Les boulangers engagés – Webinaire #1
Le 11 juillet dernier, Le Tour des Terroirs a organisé son premier webinaire participatif autour de la boulangerie. Quatre boulangers, adhérents de l’association, ont échangé pendant une heure sur leur savoir-faire et l’évolution de leur métier. Nous avons pu compter sur la présence d’Adriano Farano (Pane Vivo), de Nicolas Giraud (Bizu Pain et Gâteaux), d’Agnès Laurent (Planète Levain) et de Romain Fourcy (L’Équilibriste Manufacture de Pain).

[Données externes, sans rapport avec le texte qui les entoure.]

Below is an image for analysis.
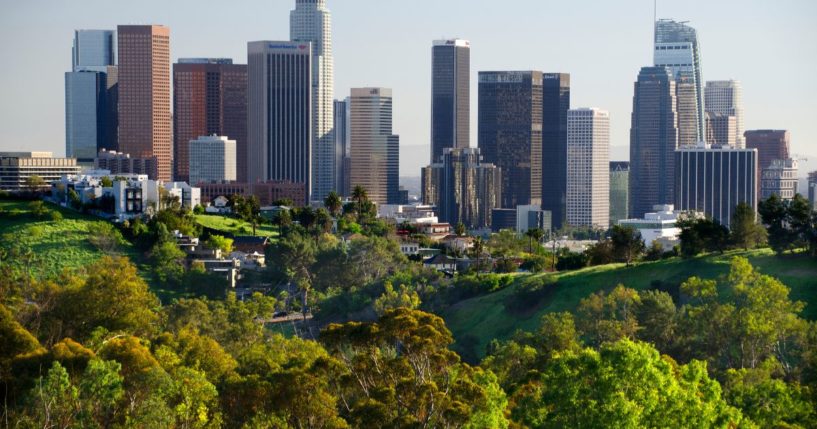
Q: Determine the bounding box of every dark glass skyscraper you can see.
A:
[479,71,542,208]
[542,73,570,229]
[247,41,313,192]
[173,58,247,182]
[431,39,471,164]
[629,67,678,219]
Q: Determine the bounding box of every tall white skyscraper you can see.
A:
[348,88,400,204]
[65,30,118,164]
[247,41,313,192]
[705,80,746,149]
[567,108,610,229]
[653,19,706,146]
[289,0,338,201]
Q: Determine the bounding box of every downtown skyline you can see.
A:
[0,1,817,176]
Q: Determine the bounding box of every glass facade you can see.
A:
[542,73,570,229]
[479,71,542,208]
[629,67,678,219]
[431,39,471,164]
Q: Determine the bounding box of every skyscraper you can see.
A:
[542,73,570,229]
[118,25,173,182]
[247,41,313,192]
[610,161,630,225]
[431,39,471,164]
[332,98,351,196]
[187,135,237,185]
[479,71,542,208]
[653,19,706,145]
[706,112,740,148]
[705,80,746,148]
[421,148,502,229]
[173,58,247,182]
[760,159,799,200]
[289,0,337,201]
[567,108,610,229]
[674,145,758,227]
[349,88,400,204]
[745,130,791,169]
[629,67,678,218]
[65,30,118,164]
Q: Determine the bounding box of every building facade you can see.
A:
[188,135,238,185]
[653,19,706,142]
[247,41,312,197]
[333,99,352,196]
[706,112,745,148]
[431,39,471,164]
[542,73,570,229]
[289,0,336,201]
[479,71,542,208]
[760,159,798,201]
[745,130,791,169]
[173,58,247,181]
[65,30,118,164]
[567,108,610,229]
[675,145,758,227]
[0,152,80,191]
[610,161,630,225]
[421,148,502,229]
[117,25,173,181]
[94,149,159,177]
[349,88,400,204]
[704,80,746,148]
[197,181,308,207]
[629,67,678,218]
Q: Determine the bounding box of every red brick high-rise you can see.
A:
[117,25,173,181]
[173,58,247,182]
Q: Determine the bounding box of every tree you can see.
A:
[610,225,644,267]
[509,340,748,428]
[323,191,343,217]
[277,234,317,318]
[576,285,641,347]
[758,194,793,254]
[207,235,233,255]
[730,203,768,250]
[150,241,187,286]
[320,308,507,428]
[374,282,420,316]
[454,222,468,237]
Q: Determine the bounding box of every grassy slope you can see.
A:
[196,214,278,237]
[0,200,185,302]
[442,250,817,357]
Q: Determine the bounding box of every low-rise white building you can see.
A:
[618,204,701,250]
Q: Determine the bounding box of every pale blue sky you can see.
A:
[0,0,817,176]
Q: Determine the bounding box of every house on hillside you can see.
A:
[233,235,270,255]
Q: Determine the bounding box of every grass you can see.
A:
[0,201,140,279]
[442,250,817,358]
[196,214,278,237]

Pour commencer, les quatre boulangers ont échangé sur leurs débuts et sur leur vision de la boulangerie artisanale. L’expérience de Romain Fourcy, lors de son passage à l'École Internationale de Boulangerie, lui a révélé les problèmes de la boulangerie conventionnelle, qu'il n'hésite pas à qualifier de « catastrophe ». Cette prise de conscience l'a conduit à se radicaliser dans sa pratique, en utilisant exclusivement des farines natives, sans additifs, et en misant sur de longues fermentations. Pour lui, cette méthode n'améliore pas seulement le goût du pain, mais elle est aussi essentielle pour la santé, un enjeu qu'il souhaite mettre en lumière.

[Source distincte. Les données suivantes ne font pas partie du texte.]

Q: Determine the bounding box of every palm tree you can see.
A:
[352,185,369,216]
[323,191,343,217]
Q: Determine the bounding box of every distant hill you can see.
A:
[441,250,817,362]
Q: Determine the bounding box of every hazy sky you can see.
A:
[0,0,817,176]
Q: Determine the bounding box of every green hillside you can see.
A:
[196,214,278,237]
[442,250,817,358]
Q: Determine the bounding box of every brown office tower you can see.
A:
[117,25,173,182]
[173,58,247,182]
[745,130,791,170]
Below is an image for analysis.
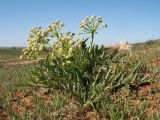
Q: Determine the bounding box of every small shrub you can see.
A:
[21,16,150,109]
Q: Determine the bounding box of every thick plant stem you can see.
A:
[89,31,94,52]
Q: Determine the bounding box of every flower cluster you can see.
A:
[20,20,80,62]
[78,15,107,34]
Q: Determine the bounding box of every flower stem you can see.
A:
[89,31,94,52]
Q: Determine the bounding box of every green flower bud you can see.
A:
[102,23,107,28]
[90,15,96,20]
[66,61,71,64]
[97,17,102,23]
[19,55,23,59]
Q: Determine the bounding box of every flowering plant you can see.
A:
[23,15,149,108]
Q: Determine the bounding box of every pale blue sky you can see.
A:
[0,0,160,46]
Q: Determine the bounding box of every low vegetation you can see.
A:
[0,16,160,120]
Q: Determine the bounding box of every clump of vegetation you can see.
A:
[21,16,150,111]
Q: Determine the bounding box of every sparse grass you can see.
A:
[0,40,160,120]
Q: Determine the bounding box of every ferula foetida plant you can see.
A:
[20,15,107,59]
[23,15,149,108]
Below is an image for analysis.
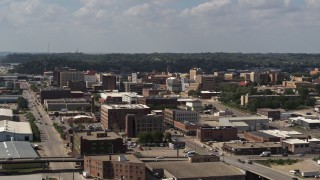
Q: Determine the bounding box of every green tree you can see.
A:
[17,97,28,109]
[151,131,163,143]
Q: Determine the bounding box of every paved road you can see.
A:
[23,86,81,180]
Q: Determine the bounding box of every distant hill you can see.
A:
[2,53,320,74]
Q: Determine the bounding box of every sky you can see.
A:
[0,0,320,53]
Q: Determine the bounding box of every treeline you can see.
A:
[2,53,320,74]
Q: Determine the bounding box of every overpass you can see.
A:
[0,157,83,164]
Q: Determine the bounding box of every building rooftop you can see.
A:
[76,131,121,140]
[102,104,149,109]
[0,141,39,159]
[88,154,143,163]
[260,129,303,139]
[0,108,13,117]
[225,141,282,149]
[219,116,269,121]
[146,161,244,179]
[283,139,309,144]
[0,120,32,134]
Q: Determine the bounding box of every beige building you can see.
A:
[84,154,146,180]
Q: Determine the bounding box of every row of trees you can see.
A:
[2,53,320,74]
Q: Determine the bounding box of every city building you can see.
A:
[100,74,117,90]
[219,116,269,131]
[138,97,178,109]
[0,120,33,142]
[166,77,182,92]
[0,140,42,169]
[123,82,154,94]
[40,87,71,104]
[281,139,310,154]
[222,140,283,155]
[289,117,320,129]
[59,69,84,87]
[126,114,164,137]
[240,94,300,106]
[164,109,200,125]
[0,108,13,121]
[186,100,202,112]
[257,108,281,120]
[146,156,245,180]
[43,98,91,111]
[197,126,238,142]
[101,104,151,130]
[70,131,126,156]
[244,131,281,142]
[84,154,146,180]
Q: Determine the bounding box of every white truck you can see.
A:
[301,171,319,177]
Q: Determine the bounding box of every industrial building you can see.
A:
[0,120,33,142]
[101,104,151,130]
[126,114,164,137]
[0,108,13,121]
[84,154,146,180]
[219,116,269,131]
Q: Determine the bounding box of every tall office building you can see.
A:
[101,74,117,90]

Adriano Farano, d'origine italienne, partage sa fascination pour le levain, ou « pasta madre » en italien. « Je suis tombé sous le charme du levain », dit-il, soulignant la logique de ce terme qui signifie "pâte mère". Pour Adriano Farano, le levain est bien plus qu'un ingrédient ; c'est une source de vie qui enrichit le pain de ses qualités nutritionnelles et gustatives uniques. Pour Nicolas Giraud, l'utilisation du levain s'est imposée naturellement. « Pour nous, ça a été tout simplement une évidence de faire du pain au levain », explique-t-il. Ayant grandi dans un environnement où cette tradition était la norme, Giraud et sa famille fabriquent tout eux-mêmes, des pains aux viennoiseries. Cette immersion dans la culture du levain depuis leur enfance renforce leur engagement envers cette pratique ancestrale.
Les matières premières
La démarche de « boulanger engagé » passe également par le choix des matières premières, notamment du blé. Pour trois d’entre eux, le choix ne se concentre pas forcément sur les blés anciens ; ils prennent également en compte les blés locaux et bio.
« Pour moi, la priorité, c’était de trouver une minoterie avec laquelle je m’entende très bien, et que les blés soient entièrement natifs et bio », explique Romain Fourcy. Agnès Laurent adopte une approche similaire : « Ma priorité, c’est le bio et le local », précise-t-elle, mettant en avant la complémentarité entre tradition et innovation pour obtenir un pain de qualité. Nicolas Giraud a également fait le choix du bio en travaillant avec une minoterie locale.
De son côté, Adriano Farano, fervent défenseur des blés anciens, souligne leur valeur historique et leur digestibilité supérieure. « Les blés anciens, ce sont des blés qui ont existé depuis longtemps », explique-t-il, en référence aux célèbres peintures de Van Gogh. Il a mené une étude approfondie de 35 variétés de blés anciens pour trouver celle offrant le meilleur équilibre entre qualité nutritionnelle et facilité de digestion, conditionnée par une fermentation au levain naturel.
Le prix
La perception des prix par les clients varie considérablement selon les boulangeries et leurs approches. Romain Fourcy explique : « Il y a une partie de la clientèle qui ne comprend pas le coût plus élevé, et une autre pour laquelle bien manger est essentiel, donc ils acceptent que le pain soit plus cher. Après, quand on explique que notre pain prend trois fois plus de temps et de travail à faire, ils comprennent. »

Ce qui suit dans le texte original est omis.